There are two issues here: a) the expectation that a word like blue would then always have the same key, in any character it is used in. This would make the key a semantic identifier, independent of context. I think this is not possible to define in general, since different words mean the same, and the same words may mean different things. b) However, it would be quite possible to further contrain the uniqueness of states, thus a state ID is only unique within its character. This is possible and is done e.g. in conventional DELTA. However, this requires any reference to a state to consist of character id plus state id. In my experience, this make the handling of the system in fact more problematic, especially when considering terminology evolution, during which states may be moved (together with all data in descriptions) from one character to another. For this reason the states have document-wide unique IDs, i.e. the id alone identifies the state in a terminology.

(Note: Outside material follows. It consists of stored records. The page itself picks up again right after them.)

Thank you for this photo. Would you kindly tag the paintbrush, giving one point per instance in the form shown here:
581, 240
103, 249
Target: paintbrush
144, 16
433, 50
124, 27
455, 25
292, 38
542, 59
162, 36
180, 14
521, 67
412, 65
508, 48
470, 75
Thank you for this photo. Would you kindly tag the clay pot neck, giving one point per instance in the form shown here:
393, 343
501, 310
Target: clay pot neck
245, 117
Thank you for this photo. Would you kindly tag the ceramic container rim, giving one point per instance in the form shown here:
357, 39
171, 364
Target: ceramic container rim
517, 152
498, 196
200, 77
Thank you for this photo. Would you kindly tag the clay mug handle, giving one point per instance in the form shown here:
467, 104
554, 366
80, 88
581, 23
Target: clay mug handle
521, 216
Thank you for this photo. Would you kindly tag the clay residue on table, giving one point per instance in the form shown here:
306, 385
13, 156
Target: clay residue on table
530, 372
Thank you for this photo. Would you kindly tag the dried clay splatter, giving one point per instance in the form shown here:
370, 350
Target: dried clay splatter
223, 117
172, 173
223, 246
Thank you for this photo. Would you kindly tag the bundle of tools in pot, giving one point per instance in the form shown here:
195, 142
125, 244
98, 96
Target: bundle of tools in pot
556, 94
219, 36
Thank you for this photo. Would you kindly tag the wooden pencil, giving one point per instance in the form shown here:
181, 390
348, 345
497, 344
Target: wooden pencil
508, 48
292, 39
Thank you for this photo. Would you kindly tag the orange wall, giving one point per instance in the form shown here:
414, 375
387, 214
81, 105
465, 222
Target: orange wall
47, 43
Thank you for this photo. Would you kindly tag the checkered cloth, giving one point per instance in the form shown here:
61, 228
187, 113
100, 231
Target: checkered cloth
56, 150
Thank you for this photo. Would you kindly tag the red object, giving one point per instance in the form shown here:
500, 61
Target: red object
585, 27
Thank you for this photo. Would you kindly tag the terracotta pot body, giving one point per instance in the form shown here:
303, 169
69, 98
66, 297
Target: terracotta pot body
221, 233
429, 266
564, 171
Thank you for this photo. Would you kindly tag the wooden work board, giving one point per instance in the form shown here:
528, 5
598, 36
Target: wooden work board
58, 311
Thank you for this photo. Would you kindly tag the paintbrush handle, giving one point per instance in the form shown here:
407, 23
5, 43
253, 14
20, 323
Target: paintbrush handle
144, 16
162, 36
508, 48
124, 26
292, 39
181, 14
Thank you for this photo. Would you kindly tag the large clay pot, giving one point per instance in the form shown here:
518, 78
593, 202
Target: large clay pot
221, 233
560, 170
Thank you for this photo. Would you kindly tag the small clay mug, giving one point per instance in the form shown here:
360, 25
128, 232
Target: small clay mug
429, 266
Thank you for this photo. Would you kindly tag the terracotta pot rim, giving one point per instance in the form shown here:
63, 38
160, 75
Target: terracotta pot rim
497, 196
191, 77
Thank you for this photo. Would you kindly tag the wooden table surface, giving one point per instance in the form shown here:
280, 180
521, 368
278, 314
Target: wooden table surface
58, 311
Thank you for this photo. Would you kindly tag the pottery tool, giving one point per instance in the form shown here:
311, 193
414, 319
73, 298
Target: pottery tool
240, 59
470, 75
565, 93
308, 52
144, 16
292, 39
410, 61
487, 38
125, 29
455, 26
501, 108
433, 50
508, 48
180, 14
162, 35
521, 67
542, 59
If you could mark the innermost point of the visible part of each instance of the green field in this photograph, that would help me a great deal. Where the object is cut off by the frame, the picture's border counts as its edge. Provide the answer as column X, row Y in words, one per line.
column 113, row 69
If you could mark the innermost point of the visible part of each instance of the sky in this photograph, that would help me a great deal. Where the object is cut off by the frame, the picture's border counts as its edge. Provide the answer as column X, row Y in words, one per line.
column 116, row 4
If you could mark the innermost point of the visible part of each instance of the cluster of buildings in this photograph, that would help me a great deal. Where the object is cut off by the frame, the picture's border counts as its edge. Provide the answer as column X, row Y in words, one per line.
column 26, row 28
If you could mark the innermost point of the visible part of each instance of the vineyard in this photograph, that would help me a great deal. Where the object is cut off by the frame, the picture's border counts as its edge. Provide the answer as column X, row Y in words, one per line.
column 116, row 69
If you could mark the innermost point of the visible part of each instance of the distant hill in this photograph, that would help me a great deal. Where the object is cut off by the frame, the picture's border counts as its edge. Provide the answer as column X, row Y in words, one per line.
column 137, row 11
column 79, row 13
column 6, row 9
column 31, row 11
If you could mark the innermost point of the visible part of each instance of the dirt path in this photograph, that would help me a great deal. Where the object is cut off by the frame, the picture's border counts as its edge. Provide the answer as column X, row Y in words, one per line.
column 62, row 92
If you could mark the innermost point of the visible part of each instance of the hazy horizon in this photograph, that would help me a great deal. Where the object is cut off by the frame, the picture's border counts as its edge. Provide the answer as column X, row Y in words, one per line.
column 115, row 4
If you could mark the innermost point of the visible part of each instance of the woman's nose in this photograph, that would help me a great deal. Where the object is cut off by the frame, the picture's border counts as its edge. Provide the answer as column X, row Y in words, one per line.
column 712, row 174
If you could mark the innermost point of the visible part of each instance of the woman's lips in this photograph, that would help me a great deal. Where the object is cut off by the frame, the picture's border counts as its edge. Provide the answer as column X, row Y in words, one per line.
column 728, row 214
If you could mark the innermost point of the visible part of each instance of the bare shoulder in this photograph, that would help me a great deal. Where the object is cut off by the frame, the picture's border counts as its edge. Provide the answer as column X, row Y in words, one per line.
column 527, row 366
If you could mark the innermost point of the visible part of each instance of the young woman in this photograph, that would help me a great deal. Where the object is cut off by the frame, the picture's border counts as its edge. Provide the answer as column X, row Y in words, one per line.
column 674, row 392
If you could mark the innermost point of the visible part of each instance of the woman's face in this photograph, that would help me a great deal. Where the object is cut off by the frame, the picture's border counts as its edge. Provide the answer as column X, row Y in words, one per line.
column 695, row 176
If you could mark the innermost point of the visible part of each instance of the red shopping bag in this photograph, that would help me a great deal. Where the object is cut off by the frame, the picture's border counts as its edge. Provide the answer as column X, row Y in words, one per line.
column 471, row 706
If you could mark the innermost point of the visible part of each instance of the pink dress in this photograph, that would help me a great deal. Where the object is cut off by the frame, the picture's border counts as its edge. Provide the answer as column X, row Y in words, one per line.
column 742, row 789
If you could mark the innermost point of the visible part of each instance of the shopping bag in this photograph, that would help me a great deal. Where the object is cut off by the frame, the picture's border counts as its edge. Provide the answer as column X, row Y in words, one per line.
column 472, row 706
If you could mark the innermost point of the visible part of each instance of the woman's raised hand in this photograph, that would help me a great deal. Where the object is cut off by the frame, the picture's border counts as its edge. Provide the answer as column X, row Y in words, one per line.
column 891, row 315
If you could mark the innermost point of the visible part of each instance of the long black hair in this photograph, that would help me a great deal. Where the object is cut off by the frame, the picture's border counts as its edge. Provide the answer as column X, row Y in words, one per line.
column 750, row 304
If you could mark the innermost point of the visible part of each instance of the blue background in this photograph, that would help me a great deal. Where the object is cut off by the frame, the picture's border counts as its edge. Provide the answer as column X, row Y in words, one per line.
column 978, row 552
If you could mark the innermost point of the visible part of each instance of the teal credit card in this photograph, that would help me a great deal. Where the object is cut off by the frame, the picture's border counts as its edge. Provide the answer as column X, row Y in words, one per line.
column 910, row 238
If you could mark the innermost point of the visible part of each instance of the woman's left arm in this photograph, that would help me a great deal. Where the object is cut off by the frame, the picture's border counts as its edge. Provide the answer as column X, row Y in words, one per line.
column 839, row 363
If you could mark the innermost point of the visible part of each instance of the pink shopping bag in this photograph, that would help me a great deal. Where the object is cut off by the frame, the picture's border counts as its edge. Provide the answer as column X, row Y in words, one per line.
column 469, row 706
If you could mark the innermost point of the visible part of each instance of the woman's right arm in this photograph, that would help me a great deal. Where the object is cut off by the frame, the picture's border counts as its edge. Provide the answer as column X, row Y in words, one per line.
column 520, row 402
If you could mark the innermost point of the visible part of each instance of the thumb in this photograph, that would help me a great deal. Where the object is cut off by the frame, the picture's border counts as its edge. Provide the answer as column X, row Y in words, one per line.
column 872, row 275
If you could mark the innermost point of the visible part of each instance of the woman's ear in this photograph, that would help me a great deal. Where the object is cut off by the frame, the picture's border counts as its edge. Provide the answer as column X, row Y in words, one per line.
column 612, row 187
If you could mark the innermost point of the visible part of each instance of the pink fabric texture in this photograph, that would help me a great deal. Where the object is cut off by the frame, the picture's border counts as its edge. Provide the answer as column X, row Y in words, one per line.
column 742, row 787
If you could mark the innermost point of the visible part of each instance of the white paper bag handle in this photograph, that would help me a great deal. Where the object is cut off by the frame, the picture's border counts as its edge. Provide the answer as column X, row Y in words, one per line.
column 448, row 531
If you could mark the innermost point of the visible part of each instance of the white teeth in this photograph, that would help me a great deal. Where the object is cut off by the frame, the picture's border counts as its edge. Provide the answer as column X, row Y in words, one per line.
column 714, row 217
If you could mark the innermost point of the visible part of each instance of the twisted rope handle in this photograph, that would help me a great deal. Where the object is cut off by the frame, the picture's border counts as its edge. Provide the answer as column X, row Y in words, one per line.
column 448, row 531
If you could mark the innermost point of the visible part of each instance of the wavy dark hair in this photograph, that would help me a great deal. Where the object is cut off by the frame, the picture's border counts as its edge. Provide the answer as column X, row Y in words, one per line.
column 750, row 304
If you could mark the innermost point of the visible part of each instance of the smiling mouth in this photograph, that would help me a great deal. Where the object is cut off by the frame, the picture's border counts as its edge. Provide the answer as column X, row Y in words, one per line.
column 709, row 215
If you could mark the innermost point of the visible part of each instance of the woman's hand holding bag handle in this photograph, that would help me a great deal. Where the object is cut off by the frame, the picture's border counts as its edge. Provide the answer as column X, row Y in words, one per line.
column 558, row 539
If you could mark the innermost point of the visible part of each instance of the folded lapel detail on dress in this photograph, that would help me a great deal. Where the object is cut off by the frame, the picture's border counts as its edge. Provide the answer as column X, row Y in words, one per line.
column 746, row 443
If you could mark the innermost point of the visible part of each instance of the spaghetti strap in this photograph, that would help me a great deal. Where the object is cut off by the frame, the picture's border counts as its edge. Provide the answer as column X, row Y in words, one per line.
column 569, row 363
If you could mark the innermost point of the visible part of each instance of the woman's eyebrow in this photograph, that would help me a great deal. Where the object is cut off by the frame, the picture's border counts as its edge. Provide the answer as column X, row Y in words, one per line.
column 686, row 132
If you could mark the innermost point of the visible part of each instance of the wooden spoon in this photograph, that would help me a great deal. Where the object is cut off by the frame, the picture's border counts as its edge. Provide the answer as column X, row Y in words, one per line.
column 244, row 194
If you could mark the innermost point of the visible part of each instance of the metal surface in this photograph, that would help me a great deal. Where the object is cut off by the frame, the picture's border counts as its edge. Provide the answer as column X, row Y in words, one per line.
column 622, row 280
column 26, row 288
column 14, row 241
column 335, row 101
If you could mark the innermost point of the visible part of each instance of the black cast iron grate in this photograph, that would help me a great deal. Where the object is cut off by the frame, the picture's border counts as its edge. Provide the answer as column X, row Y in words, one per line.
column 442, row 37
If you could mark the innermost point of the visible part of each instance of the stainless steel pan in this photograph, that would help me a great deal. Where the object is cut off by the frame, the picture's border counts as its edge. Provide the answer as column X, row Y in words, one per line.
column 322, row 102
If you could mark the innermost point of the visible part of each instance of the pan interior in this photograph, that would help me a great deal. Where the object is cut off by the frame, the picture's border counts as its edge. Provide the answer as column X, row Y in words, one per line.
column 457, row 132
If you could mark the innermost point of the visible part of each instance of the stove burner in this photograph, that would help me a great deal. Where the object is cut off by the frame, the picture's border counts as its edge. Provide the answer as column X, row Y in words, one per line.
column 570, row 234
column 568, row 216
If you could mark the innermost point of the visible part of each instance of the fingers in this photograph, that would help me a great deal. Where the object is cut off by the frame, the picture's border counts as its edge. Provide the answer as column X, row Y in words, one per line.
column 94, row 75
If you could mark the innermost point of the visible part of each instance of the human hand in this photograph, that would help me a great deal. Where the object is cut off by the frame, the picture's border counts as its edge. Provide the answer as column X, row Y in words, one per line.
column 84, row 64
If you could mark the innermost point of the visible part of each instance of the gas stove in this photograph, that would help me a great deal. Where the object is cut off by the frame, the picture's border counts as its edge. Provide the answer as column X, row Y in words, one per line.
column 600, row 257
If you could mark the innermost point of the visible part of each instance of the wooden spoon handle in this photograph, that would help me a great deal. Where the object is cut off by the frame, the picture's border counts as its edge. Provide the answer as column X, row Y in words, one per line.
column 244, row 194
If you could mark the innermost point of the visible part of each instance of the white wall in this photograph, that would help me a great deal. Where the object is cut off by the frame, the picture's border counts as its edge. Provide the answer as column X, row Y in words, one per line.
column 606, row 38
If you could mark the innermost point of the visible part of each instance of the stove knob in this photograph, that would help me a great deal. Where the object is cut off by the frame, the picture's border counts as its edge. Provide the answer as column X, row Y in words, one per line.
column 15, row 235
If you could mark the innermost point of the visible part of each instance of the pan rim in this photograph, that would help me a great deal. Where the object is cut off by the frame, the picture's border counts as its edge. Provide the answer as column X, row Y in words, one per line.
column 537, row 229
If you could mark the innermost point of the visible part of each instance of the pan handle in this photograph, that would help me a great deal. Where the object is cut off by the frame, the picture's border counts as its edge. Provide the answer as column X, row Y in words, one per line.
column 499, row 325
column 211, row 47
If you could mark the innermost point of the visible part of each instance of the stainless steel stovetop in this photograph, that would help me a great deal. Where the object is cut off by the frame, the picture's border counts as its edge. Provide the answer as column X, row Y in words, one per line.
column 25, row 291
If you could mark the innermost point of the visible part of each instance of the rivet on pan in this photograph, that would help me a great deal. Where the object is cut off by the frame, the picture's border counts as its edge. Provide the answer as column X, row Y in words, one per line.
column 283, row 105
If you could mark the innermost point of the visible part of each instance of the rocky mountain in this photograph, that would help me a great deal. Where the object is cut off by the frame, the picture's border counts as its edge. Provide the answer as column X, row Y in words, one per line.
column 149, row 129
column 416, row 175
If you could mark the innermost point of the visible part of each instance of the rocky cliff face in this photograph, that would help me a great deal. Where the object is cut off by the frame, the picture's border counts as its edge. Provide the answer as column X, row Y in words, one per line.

Again - the latter (= b) could be changed, the decision is based on my estimation of benefits/tradeoffs.

-- Gregor Hagedorn - 22 Oct 2004

---

As above, Schema validation enforces structure across the whole document. Querying is not the only (and probably not the most used) application for SDD, at least in the short term. Initially, most SDD applications will be for interchange and integration between  databases most of whose implementation will not be SDD, or even native XML.

It may well be that the design of SDD has imposed a quadratic search for the kind of stuff you describe when natural language in a specific context is desired. Since the context for most labels is given only in the Terminology, you might have to search first Terminology for words of interest, examine the keys of object on which they are found, then search Descriptions for things referencing those keys.

Possibly this problem is addressed by XML databases that have good indexing mechanisms. Not sure about that.

-- Main.BobMorris - 14 Sep 2004

Norbert, can you explain the use case in which you would want to search the entire database for a word like "bidentate", rather than doing this in the context of a character variable? Many things may be didentate, and as said above, this may have different semantics. I am not saying that you can not make a fuzzy search ignoring the context, but can you give good examples where this would be the standard case?

The design of SDD is indeed based on the assumption that most queries will be hierarchical: first select the character (= variable, = combination of:<br/>
- object/objectpart, i.e. where are you looking at (e.g. leaf margin of sepals)<br/>
- which property is observed (presence of hairs)<br/>
- which method is used (naked eye, handlens, light microscope, SEM???)<br/>
then select from the available categories.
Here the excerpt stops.